Third Avenue Focused Credit Fund Collapse May Create Bond ETF Problems
Third Avenue Management has frozen redemptions (withdrawals) from its high-yield (junk) bond fund. Some market experts have opined that this may be an early warning signal for bond exchange-traded funds (ETFs), as concerns in the bond markets may lead to a massive rush to sell bond holdings. Some market watchers have long feared that any kind of rush of investor selling would expose a major flaw in the ETF design.
Some believe that bond ETFs are more vulnerable than bond mutual funds because bond mutual funds have active fund managers who analyze what to sell and what to hold, whereas a bond ETF merely tracks an index without any analysis involved in determined that to sell or hold.
The Third Avenue Focused Credit Fund (TFCVX) announced it was shutting down, but that investors might have to wait months for their money.
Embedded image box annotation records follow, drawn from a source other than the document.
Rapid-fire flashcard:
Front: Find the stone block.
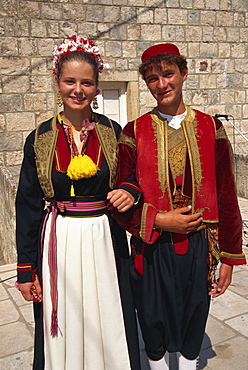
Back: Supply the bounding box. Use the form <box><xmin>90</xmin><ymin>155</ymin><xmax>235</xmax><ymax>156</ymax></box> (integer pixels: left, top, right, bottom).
<box><xmin>234</xmin><ymin>88</ymin><xmax>246</xmax><ymax>103</ymax></box>
<box><xmin>36</xmin><ymin>37</ymin><xmax>53</xmax><ymax>57</ymax></box>
<box><xmin>6</xmin><ymin>112</ymin><xmax>35</xmax><ymax>132</ymax></box>
<box><xmin>105</xmin><ymin>41</ymin><xmax>122</xmax><ymax>57</ymax></box>
<box><xmin>200</xmin><ymin>42</ymin><xmax>218</xmax><ymax>58</ymax></box>
<box><xmin>86</xmin><ymin>5</ymin><xmax>104</xmax><ymax>22</ymax></box>
<box><xmin>226</xmin><ymin>27</ymin><xmax>239</xmax><ymax>42</ymax></box>
<box><xmin>113</xmin><ymin>0</ymin><xmax>128</xmax><ymax>5</ymax></box>
<box><xmin>141</xmin><ymin>24</ymin><xmax>161</xmax><ymax>41</ymax></box>
<box><xmin>220</xmin><ymin>89</ymin><xmax>235</xmax><ymax>104</ymax></box>
<box><xmin>185</xmin><ymin>26</ymin><xmax>202</xmax><ymax>42</ymax></box>
<box><xmin>110</xmin><ymin>24</ymin><xmax>127</xmax><ymax>40</ymax></box>
<box><xmin>206</xmin><ymin>0</ymin><xmax>220</xmax><ymax>10</ymax></box>
<box><xmin>186</xmin><ymin>75</ymin><xmax>199</xmax><ymax>90</ymax></box>
<box><xmin>137</xmin><ymin>8</ymin><xmax>154</xmax><ymax>24</ymax></box>
<box><xmin>200</xmin><ymin>10</ymin><xmax>216</xmax><ymax>27</ymax></box>
<box><xmin>59</xmin><ymin>21</ymin><xmax>78</xmax><ymax>39</ymax></box>
<box><xmin>216</xmin><ymin>11</ymin><xmax>234</xmax><ymax>27</ymax></box>
<box><xmin>154</xmin><ymin>8</ymin><xmax>168</xmax><ymax>25</ymax></box>
<box><xmin>0</xmin><ymin>114</ymin><xmax>5</xmax><ymax>132</ymax></box>
<box><xmin>192</xmin><ymin>90</ymin><xmax>208</xmax><ymax>106</ymax></box>
<box><xmin>120</xmin><ymin>6</ymin><xmax>137</xmax><ymax>25</ymax></box>
<box><xmin>62</xmin><ymin>3</ymin><xmax>86</xmax><ymax>20</ymax></box>
<box><xmin>18</xmin><ymin>0</ymin><xmax>41</xmax><ymax>19</ymax></box>
<box><xmin>180</xmin><ymin>0</ymin><xmax>193</xmax><ymax>9</ymax></box>
<box><xmin>239</xmin><ymin>27</ymin><xmax>248</xmax><ymax>42</ymax></box>
<box><xmin>218</xmin><ymin>43</ymin><xmax>231</xmax><ymax>58</ymax></box>
<box><xmin>122</xmin><ymin>41</ymin><xmax>137</xmax><ymax>58</ymax></box>
<box><xmin>18</xmin><ymin>37</ymin><xmax>38</xmax><ymax>56</ymax></box>
<box><xmin>23</xmin><ymin>93</ymin><xmax>47</xmax><ymax>111</ymax></box>
<box><xmin>41</xmin><ymin>2</ymin><xmax>63</xmax><ymax>20</ymax></box>
<box><xmin>0</xmin><ymin>94</ymin><xmax>23</xmax><ymax>113</ymax></box>
<box><xmin>0</xmin><ymin>37</ymin><xmax>18</xmax><ymax>57</ymax></box>
<box><xmin>5</xmin><ymin>150</ymin><xmax>22</xmax><ymax>166</ymax></box>
<box><xmin>115</xmin><ymin>58</ymin><xmax>128</xmax><ymax>70</ymax></box>
<box><xmin>199</xmin><ymin>74</ymin><xmax>217</xmax><ymax>89</ymax></box>
<box><xmin>234</xmin><ymin>58</ymin><xmax>248</xmax><ymax>74</ymax></box>
<box><xmin>234</xmin><ymin>13</ymin><xmax>245</xmax><ymax>27</ymax></box>
<box><xmin>226</xmin><ymin>73</ymin><xmax>243</xmax><ymax>88</ymax></box>
<box><xmin>243</xmin><ymin>104</ymin><xmax>248</xmax><ymax>118</ymax></box>
<box><xmin>166</xmin><ymin>0</ymin><xmax>180</xmax><ymax>8</ymax></box>
<box><xmin>0</xmin><ymin>56</ymin><xmax>29</xmax><ymax>75</ymax></box>
<box><xmin>139</xmin><ymin>91</ymin><xmax>156</xmax><ymax>108</ymax></box>
<box><xmin>46</xmin><ymin>20</ymin><xmax>59</xmax><ymax>37</ymax></box>
<box><xmin>231</xmin><ymin>43</ymin><xmax>246</xmax><ymax>58</ymax></box>
<box><xmin>202</xmin><ymin>26</ymin><xmax>214</xmax><ymax>43</ymax></box>
<box><xmin>168</xmin><ymin>9</ymin><xmax>188</xmax><ymax>25</ymax></box>
<box><xmin>31</xmin><ymin>19</ymin><xmax>47</xmax><ymax>37</ymax></box>
<box><xmin>128</xmin><ymin>0</ymin><xmax>145</xmax><ymax>6</ymax></box>
<box><xmin>102</xmin><ymin>6</ymin><xmax>121</xmax><ymax>23</ymax></box>
<box><xmin>188</xmin><ymin>10</ymin><xmax>201</xmax><ymax>26</ymax></box>
<box><xmin>2</xmin><ymin>75</ymin><xmax>30</xmax><ymax>94</ymax></box>
<box><xmin>30</xmin><ymin>57</ymin><xmax>49</xmax><ymax>75</ymax></box>
<box><xmin>193</xmin><ymin>0</ymin><xmax>205</xmax><ymax>9</ymax></box>
<box><xmin>31</xmin><ymin>76</ymin><xmax>54</xmax><ymax>93</ymax></box>
<box><xmin>127</xmin><ymin>24</ymin><xmax>141</xmax><ymax>40</ymax></box>
<box><xmin>213</xmin><ymin>27</ymin><xmax>227</xmax><ymax>43</ymax></box>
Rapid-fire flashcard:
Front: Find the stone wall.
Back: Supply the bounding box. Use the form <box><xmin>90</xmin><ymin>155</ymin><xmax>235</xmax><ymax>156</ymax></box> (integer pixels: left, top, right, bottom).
<box><xmin>0</xmin><ymin>0</ymin><xmax>248</xmax><ymax>262</ymax></box>
<box><xmin>0</xmin><ymin>166</ymin><xmax>16</xmax><ymax>263</ymax></box>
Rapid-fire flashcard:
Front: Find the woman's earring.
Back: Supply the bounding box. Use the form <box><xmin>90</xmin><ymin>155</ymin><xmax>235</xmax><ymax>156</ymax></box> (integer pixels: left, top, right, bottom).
<box><xmin>92</xmin><ymin>96</ymin><xmax>99</xmax><ymax>109</ymax></box>
<box><xmin>57</xmin><ymin>91</ymin><xmax>63</xmax><ymax>107</ymax></box>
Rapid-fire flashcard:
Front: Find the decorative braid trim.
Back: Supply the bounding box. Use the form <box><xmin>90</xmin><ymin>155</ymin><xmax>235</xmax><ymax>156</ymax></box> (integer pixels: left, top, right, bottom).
<box><xmin>220</xmin><ymin>252</ymin><xmax>245</xmax><ymax>260</ymax></box>
<box><xmin>17</xmin><ymin>263</ymin><xmax>33</xmax><ymax>272</ymax></box>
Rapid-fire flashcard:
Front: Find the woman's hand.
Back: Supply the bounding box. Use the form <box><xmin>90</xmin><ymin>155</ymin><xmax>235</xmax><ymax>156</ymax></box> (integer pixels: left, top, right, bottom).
<box><xmin>208</xmin><ymin>263</ymin><xmax>233</xmax><ymax>298</ymax></box>
<box><xmin>107</xmin><ymin>189</ymin><xmax>134</xmax><ymax>212</ymax></box>
<box><xmin>154</xmin><ymin>206</ymin><xmax>203</xmax><ymax>234</ymax></box>
<box><xmin>18</xmin><ymin>275</ymin><xmax>42</xmax><ymax>301</ymax></box>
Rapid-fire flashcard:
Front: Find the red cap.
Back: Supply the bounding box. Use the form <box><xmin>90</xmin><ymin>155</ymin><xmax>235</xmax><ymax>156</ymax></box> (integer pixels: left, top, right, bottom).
<box><xmin>141</xmin><ymin>44</ymin><xmax>180</xmax><ymax>63</ymax></box>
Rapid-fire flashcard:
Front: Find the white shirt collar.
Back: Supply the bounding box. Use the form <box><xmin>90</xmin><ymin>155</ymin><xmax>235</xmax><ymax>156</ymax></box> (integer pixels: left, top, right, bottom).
<box><xmin>159</xmin><ymin>110</ymin><xmax>187</xmax><ymax>130</ymax></box>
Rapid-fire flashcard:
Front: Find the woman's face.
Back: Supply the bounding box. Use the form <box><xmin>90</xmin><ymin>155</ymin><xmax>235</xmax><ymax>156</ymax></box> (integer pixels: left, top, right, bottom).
<box><xmin>56</xmin><ymin>60</ymin><xmax>97</xmax><ymax>112</ymax></box>
<box><xmin>145</xmin><ymin>63</ymin><xmax>188</xmax><ymax>115</ymax></box>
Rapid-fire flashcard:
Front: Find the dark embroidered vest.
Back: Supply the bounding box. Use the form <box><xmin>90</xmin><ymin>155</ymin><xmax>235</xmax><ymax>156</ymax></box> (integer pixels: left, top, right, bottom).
<box><xmin>34</xmin><ymin>114</ymin><xmax>117</xmax><ymax>198</ymax></box>
<box><xmin>135</xmin><ymin>107</ymin><xmax>218</xmax><ymax>223</ymax></box>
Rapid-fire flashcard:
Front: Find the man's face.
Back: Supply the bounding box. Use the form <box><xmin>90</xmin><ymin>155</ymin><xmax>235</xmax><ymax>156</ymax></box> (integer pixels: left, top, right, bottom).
<box><xmin>145</xmin><ymin>62</ymin><xmax>188</xmax><ymax>115</ymax></box>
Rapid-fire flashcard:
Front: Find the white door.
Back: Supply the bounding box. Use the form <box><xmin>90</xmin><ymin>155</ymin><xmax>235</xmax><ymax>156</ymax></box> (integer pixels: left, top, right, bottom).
<box><xmin>95</xmin><ymin>82</ymin><xmax>127</xmax><ymax>127</ymax></box>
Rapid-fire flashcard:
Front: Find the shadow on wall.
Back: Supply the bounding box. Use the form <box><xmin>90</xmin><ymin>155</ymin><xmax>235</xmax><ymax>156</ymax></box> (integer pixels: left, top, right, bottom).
<box><xmin>0</xmin><ymin>166</ymin><xmax>17</xmax><ymax>264</ymax></box>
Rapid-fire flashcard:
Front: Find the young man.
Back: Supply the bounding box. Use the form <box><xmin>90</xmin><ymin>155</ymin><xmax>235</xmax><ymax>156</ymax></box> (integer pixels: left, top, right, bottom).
<box><xmin>110</xmin><ymin>44</ymin><xmax>245</xmax><ymax>370</ymax></box>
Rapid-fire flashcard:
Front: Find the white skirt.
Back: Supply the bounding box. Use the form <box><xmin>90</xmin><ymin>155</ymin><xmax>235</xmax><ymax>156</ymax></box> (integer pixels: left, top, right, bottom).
<box><xmin>43</xmin><ymin>215</ymin><xmax>130</xmax><ymax>370</ymax></box>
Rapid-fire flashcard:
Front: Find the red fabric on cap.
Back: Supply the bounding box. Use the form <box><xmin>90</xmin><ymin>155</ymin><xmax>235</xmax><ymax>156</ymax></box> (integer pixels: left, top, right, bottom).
<box><xmin>141</xmin><ymin>44</ymin><xmax>180</xmax><ymax>63</ymax></box>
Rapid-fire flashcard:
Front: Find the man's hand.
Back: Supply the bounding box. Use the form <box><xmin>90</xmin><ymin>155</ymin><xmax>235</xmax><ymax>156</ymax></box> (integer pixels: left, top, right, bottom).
<box><xmin>18</xmin><ymin>275</ymin><xmax>42</xmax><ymax>301</ymax></box>
<box><xmin>107</xmin><ymin>189</ymin><xmax>134</xmax><ymax>212</ymax></box>
<box><xmin>154</xmin><ymin>206</ymin><xmax>203</xmax><ymax>234</ymax></box>
<box><xmin>208</xmin><ymin>263</ymin><xmax>233</xmax><ymax>298</ymax></box>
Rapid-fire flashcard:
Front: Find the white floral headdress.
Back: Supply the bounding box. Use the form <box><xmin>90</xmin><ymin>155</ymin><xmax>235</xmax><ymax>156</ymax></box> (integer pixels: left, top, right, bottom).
<box><xmin>53</xmin><ymin>35</ymin><xmax>104</xmax><ymax>75</ymax></box>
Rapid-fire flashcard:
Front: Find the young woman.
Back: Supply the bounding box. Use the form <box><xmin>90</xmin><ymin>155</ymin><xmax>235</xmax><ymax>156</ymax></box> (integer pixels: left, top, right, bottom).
<box><xmin>16</xmin><ymin>36</ymin><xmax>140</xmax><ymax>370</ymax></box>
<box><xmin>112</xmin><ymin>44</ymin><xmax>245</xmax><ymax>370</ymax></box>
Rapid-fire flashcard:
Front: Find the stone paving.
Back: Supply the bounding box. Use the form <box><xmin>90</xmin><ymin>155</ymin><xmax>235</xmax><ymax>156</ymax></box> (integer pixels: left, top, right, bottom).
<box><xmin>0</xmin><ymin>198</ymin><xmax>248</xmax><ymax>370</ymax></box>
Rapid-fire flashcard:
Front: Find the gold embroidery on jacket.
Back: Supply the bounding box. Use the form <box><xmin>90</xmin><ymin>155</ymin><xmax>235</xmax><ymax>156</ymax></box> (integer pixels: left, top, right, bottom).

In response, trading in the the high-yield bond market increased as investors scrambled to adjust their bond portfolios. Both the SPDR Barclays High Yield Bond ETF (JNK) and the iShares iBoxx High Yield Corporate Bond ETF (HYG) saw their trading volume spike to three times their average daily levels as the market reacted to indications of trouble in the junk bond market.
The lowest quality high-yield (junk) debt, which currently represents about 10% of the high-yield bond market, is down more than 40% over the past 18 months. Many of the struggling bonds are tied to struggling energy-related industries. The recently closed Third Avenue fund was very aggressive and risky, as it had an estimated 28% of its assets in the lowest-rated junk bonds rated triple-C or lower. This was nearly three times the average allocation of other bond funds.
So far, no other bond funds have blocked investor redemptions, but a junk-bond hedge fund, Stone Lion Capital, announced it was suspending redemptions.
Junk bond investors could suffer significant losses if panic selling depresses prices dramatically.